Any update on removing barreled action from stock?
If it's a factory stock it will have two factory cross bolts. Also, if it is an all factory rifle it will have two recoil lugs. One in front of primary action pad and one on barrel. It would be rare that a factory wood stock that probably dates between early 90s and 2006 would swell to bind action. If anything, the older the stock, the looser it gets as wood has a tendency to shrink as it ages. The only exception is if it lived most of its life in dry climate then recently moved to a very humid environment where it could temporarily swell and bind. The advice about putting in the freezer is a good one and is a trick used by those who occasionally do glass bedding jobs that get hard to separate. I if do these jobs in the winter time, it is plenty cold outside for the purpose.
The other thought I had was the possibility a previous owner tried to glass bed the thing and got it stuck?? Then for certain freeze it then, with some judicious kinetic force, try to remove the stock. Try placing top edge of butt on bench with barreled action above a pad... like a few layers of blanket.

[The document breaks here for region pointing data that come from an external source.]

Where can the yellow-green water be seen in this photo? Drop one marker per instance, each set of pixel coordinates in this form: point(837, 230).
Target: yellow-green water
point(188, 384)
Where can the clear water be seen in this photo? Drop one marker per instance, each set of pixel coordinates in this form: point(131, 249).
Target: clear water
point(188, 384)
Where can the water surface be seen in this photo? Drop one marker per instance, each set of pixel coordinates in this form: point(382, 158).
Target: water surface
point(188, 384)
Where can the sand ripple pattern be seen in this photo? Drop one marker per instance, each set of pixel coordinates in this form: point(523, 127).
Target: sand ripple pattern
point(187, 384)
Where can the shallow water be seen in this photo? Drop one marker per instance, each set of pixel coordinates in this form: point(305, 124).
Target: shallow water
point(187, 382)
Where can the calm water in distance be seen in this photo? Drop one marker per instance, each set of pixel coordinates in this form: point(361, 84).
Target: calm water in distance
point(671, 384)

Hold the rifle upside down while holding the forehead of the stock. Whack the barrel with a wood block like a 2x4. If it comes out you want the barreled action to land on the pad. If it "pops" just a little loose... that starts the process. Keep see-sawing it back and forth to complete the removal.
If you glass bed it, do the action side first. When satisfied with that, then bed the bottom metal side.
Without inspecting the hairline crack, hard to tell if it would even be worth doing anything with it. By glass bedding both sides of that internal stock web, top and bottom, in addition to the cross bolts already in front of and behind that web, may not be required at all. Good luck!